Exacerbée par la pandémie, la détresse des jeunes adultes de quatre grandes villes canadiennes est directement associée à une plus grande adhésion aux théories du complot liées à la COVID et à l’appui à la radicalisation violente. Et le niveau de détresse serait significativement plus élevé à Montréal.
Tels sont les premiers résultats d’un vaste coup de sonde réalisé auprès de jeunes de 18 à 35 ans de Montréal, Toronto, Calgary et Edmonton dans le cadre d’une recherche menée sur les effets de la détresse par l’équipe de Recherche et Action sur les Polarisations Sociales, dirigée par la Dre Cécile Rousseau.
Cette professeure de l’Université McGill, spécialisée en psychiatrie sociale et interculturelle, juge ces constats particulièrement préoccupants.
Parmi les 6000 participants, plus de la moitié de ceux qui présentaient des signes de détresse dépassaient un « seuil clinique ». Et cette détresse était directement associée à une plus grande adhésion aux mouvances conspirationnistes endossant la violence.
« On a pu établir une association claire entre cette détresse et l’adhésion aux théories du complot, mais aussi à l’appui à la radicalisation violente », explique celle dont l’équipe du CIUSSS du Centre-Ouest-de-l’Île-de-Montréal intervient auprès de personnes identifiées comme étant « à risque de radicalisation violente », et dirigées autant par les services policiers, les services sociaux, les milieux de travail que les écoles.

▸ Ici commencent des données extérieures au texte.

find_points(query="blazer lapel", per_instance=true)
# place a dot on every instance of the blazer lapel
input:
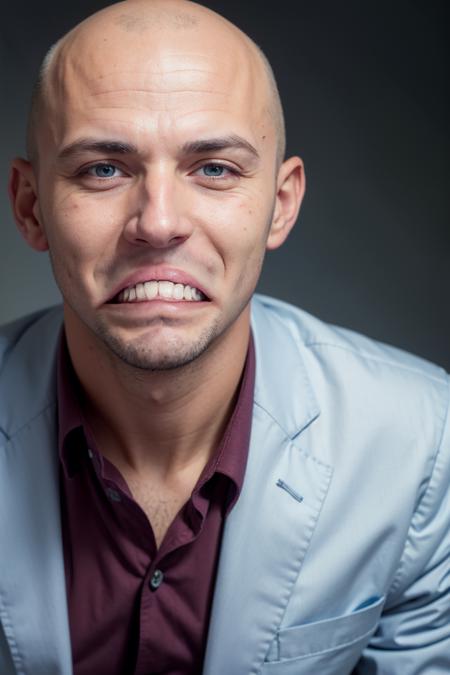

« Il faut faire attention. Tous les fervents des théories du complot ne sont pas violents, ni fous. Mais beaucoup vivent de la détresse et de l’anxiété, auxquelles répond la rhétorique complotiste. Celle-ci vient même légitimer l’extériorisation de leur rage. Pour certains, le niveau de désespoir peut se traduire par une violence potentielle », explique la Dre Rousseau. Ce qu’observe son équipe d’intervenants sur le terrain confirme ces résultats. Depuis l’automne, le nombre de personnes « à risque de radicalisation violente » référées à son équipe a bondi, et le nombre d’appels a doublé. « Et ça ne ralentit pas du tout en 2021 », dit-elle.
La détresse qui contamine
Cette détresse croissante qui contamine la pensée se traduit de mille et une façons, comme le démontrent les cas pris en charge par son équipe. Fragilisés par la pandémie, même madame et monsieur Tout-le-Monde sont à risque de basculer vers ces mouvances anxiophages.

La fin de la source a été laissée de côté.